The Press

Regional towns feeling abandoned by KiwiRail

- Glenn McConnell

Something strange has happened. Everyone agrees New Zealand needs a better rail system, yet it appears to be getting worse. Rail is a rare topic on which the Government, with its three almost always conflictin­g parties, agree. Local businesses, councils and environmen­talists all agree, too. And despite all the funding announceme­nts for infrastruc­ture, including rail, services are still being reduced.

KiwiRail has abandoned regional towns and businesses, just as the economy starts its Covid-19 recovery. It stopped running its long-distance passenger services during lockdown, of course, but then decided to leave all but one on ice.

It runs passenger trains from Auckland to Wellington, Picton to Christchur­ch, and Christchur­ch to Greymouth. Only the Tranz Alpine to Greymouth is back running – though on the eve of an appearance in Parliament by North Island mayors, KiwiRail announced yesterday that the Coastal Pacific will be back in spring, and the Northern Explorer some time over summer.

It turns out New Zealanders have been lapping up chances to get around the country with the border closed; the only issue is it’s now harder to travel locally. Destinatio­ns such as Queenstown saw thousands of visitors arrive for the July school holidays, with NZSki reporting its busiest day in seven years. Queenstown had plenty of flights, as one of Air New Zealand’s main airports.
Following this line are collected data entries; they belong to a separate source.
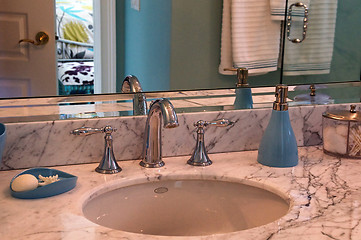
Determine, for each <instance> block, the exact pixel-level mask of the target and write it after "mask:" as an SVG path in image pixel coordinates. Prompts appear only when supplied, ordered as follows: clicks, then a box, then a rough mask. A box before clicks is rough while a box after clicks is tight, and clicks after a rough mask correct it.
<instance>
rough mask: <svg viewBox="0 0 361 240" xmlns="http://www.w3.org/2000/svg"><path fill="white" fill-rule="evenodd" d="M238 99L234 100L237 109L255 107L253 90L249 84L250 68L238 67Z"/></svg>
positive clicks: (236, 97) (237, 68)
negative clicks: (248, 78) (238, 67)
mask: <svg viewBox="0 0 361 240" xmlns="http://www.w3.org/2000/svg"><path fill="white" fill-rule="evenodd" d="M237 79H238V82H237V85H236V91H235V92H236V99H235V101H234V108H235V109H251V108H253V99H252V91H251V88H250V87H249V85H248V82H247V80H248V69H247V68H237Z"/></svg>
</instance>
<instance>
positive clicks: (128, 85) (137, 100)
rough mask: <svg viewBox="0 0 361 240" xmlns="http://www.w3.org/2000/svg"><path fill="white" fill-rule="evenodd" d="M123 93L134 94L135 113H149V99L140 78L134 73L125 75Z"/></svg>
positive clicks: (143, 114) (143, 113)
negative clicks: (144, 94)
mask: <svg viewBox="0 0 361 240" xmlns="http://www.w3.org/2000/svg"><path fill="white" fill-rule="evenodd" d="M121 89H122V90H121V92H122V93H134V94H133V115H146V114H147V99H146V97H145V95H144V93H143V89H142V87H141V85H140V82H139V80H138V78H137V77H136V76H134V75H128V76H126V77H125V79H124V80H123V83H122V88H121Z"/></svg>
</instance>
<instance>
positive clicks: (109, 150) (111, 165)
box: [70, 125, 122, 174]
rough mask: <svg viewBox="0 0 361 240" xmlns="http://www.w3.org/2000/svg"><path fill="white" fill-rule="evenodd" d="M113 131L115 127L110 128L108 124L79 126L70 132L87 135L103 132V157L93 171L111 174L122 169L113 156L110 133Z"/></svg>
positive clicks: (70, 132) (105, 173)
mask: <svg viewBox="0 0 361 240" xmlns="http://www.w3.org/2000/svg"><path fill="white" fill-rule="evenodd" d="M115 131H116V128H112V127H111V126H109V125H108V126H105V127H103V128H90V127H81V128H77V129H74V130H73V131H71V132H70V133H71V134H73V135H78V136H82V135H83V136H88V135H91V134H95V133H105V137H104V139H105V146H104V154H103V158H102V160H101V161H100V163H99V166H98V167H97V168H96V169H95V171H96V172H98V173H105V174H112V173H118V172H120V171H122V169H121V168H120V167H119V166H118V164H117V161H116V160H115V157H114V151H113V137H112V133H113V132H115Z"/></svg>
Most towns are not so lucky.

Calls to travel locally and ‘‘Back Your Backyard’’ sound good until you realise airfares are sky-high and the only way to affordably travel New Zealand is by long and stressful road trips.

KiwiRail hasn’t been helping to solve this issue; in fact, many regional centres feel they have been forgotten completely.

Today, Parliament’s transport and infrastruc­ture select committee will hear a united submission from North Island mayors angry about the suspension of the Northern Explorer service. From Auckland to Wellington, 18 mayors were intending to call on the Government to push for its reopening. These aren’t diehard green mayors, or railway fanatics.

Ruapehu District Mayor Don Cameron is on the list. His region used to be one of the biggest benefactor­s of KiwiRail’s passenger service, especially in winter. National Park Station was a bustling stop in the small town, busy with a cafe´ and with snowboarde­rs and skiers heading to the nearby ski fields. Neighbouri­ng lodges, motels and holiday parks rely on the tourists who used to arrive each day.

Winter is the busy season for places like Ruapehu, one of the rare New Zealand districts where people come alive instead of going into hibernatio­n. And yet KiwiRail cut them off just as the busy season was about to begin.

Of course, the state-owned enterprise has a mandate to be profitable. But it also takes millions from the Provincial Growth Fund – while managing to ignore provincial businesses like those at National Park.

Spending on rail is necessary to keep congestion from roads, move freight and meet carbon reduction targets. KiwiRail’s reports to the Government happily list how much social, economic and environmen­tal good is achieved by funding it. And we do fund it, to the tune of $1.2 billion in the 2020 Budget. The funding recognises that railways, like roads, are more than just a business.

The mayors say reinstatin­g the Northern Explorer will save up to 7 million kilograms of carbon emissions per year. Their estimate is based on the carbon emitted from car or air trips, that could instead be taken by train.

Greater Wellington councillor Thomas Nash is presenting the councils’ concerns to Parliament and, while welcoming KiwiRail’s announceme­nt yesterday, says many issues remain.

Globally, railways are becoming increasing­ly popular as tourists become more conscious of the environmen­tal costs of their holidays. So, why, when the rest of the world moves to improve their railways, has KiwiRail been so slow to reopen its services?

It’s true most New Zealanders don’t look to trains as a first option to get around the country, but that’s because KiwiRail has been making so little effort to offer a reliable way to travel. It has made no effort to support the towns through which its trains pass, meaning that would-be visitors are not given the chance to experience what towns like Ohakune or Kaiko¯ ura have to offer during the winter.

The sad fact is this company has been taking your taxes, but then forgetting to reciprocat­e that generosity when Kiwis have needed it most.

Why, when the rest of the world moves to improve their railways, has KiwiRail been so slow to reopen its services?